NOVARA Nell’aula della Corte d’Assise di Novara il 10 dicembre non c’erano G (oggi residente nella nostra zona) e C, le due vittime che grazie alla loro denuncia avevano scoperchiato la psicosetta divenuta nota alle cronache come “setta delle bestie”, un sistema che procedeva indisturbato da 35 anni con base in un casolare nei boschi di Cerano (Novara) e in alloggi dislocati tra Milano, Rapallo e Vigevano.
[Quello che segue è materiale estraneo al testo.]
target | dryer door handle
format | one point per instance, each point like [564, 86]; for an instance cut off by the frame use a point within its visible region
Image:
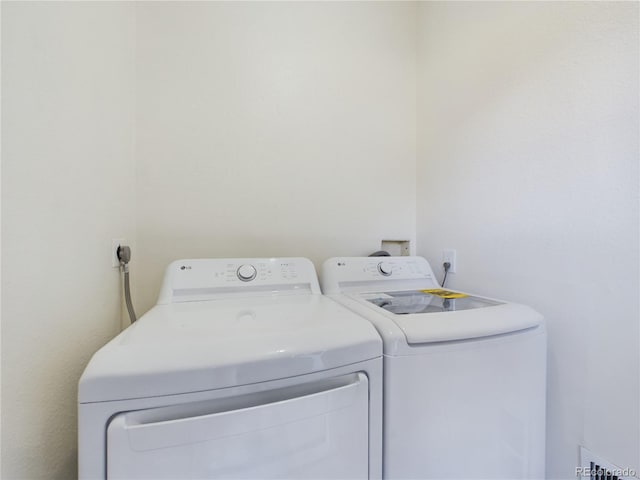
[182, 424]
Entrambe hanno preferito non presentarsi, ma affidare le loro parole all’avvocata Silvia Calzolaro. «Il momento della verità e della giustizia è ormai prossimo. Le vostre decisioni rappresentano un messaggio chiaro e potente a chiunque possa credere di poter agire con la stessa crudeltà e impunità. Con tutto il nostro dolore, ma anche con tutta la nostra fiducia». Un’assenza giustificata dal «carico emotivo che le ha accompagnate in questo processo. Mi hanno chiesto di farmi portavoce del loro stato d’animo», riporta Calzolaro in aula.
L’organizzazione scoperta grazie alle indagini della Polizia nel 2020 ha portato all’identificazione di 26 imputati accusati di associazione per delinquere finalizzata alla riduzione in schiavitù commettendo violenze sessuali anche su minori. Per loro a luglio la pubblica ministera Silvia Baglivo aveva chiesto complessivamente quasi 230 anni di carcere con pene dai 7 ai 18 anni in base ai ruoli svolti.
Nel processo che rappresenta un unicum (è la prima volta che in Corte d’Assise di Novara entra il reato di riduzione in schiavitù), la sentenza è prevista per gennaio. Nel frattempo, nelle repliche avvocati e imputati sembrano seguire direzioni discordanti. I primi ricondurrebbero al dottore (Gianni Maria Guidi, deceduto nel marzo del 2023) tutte le responsabilità, mentre gli imputati, nel corso del processo, avrebbero parlato più volte di una parità tra tutti i membri.
Tra gli imputati, oltre al dottore, promotore della setta, e alla sua convivente, ci sono editori, psicologhe, negozianti, maestri di danza, un medico e un veterinario attivi nei diversi luoghi in cui indisturbati si occupavano di adescare le giovani vittime.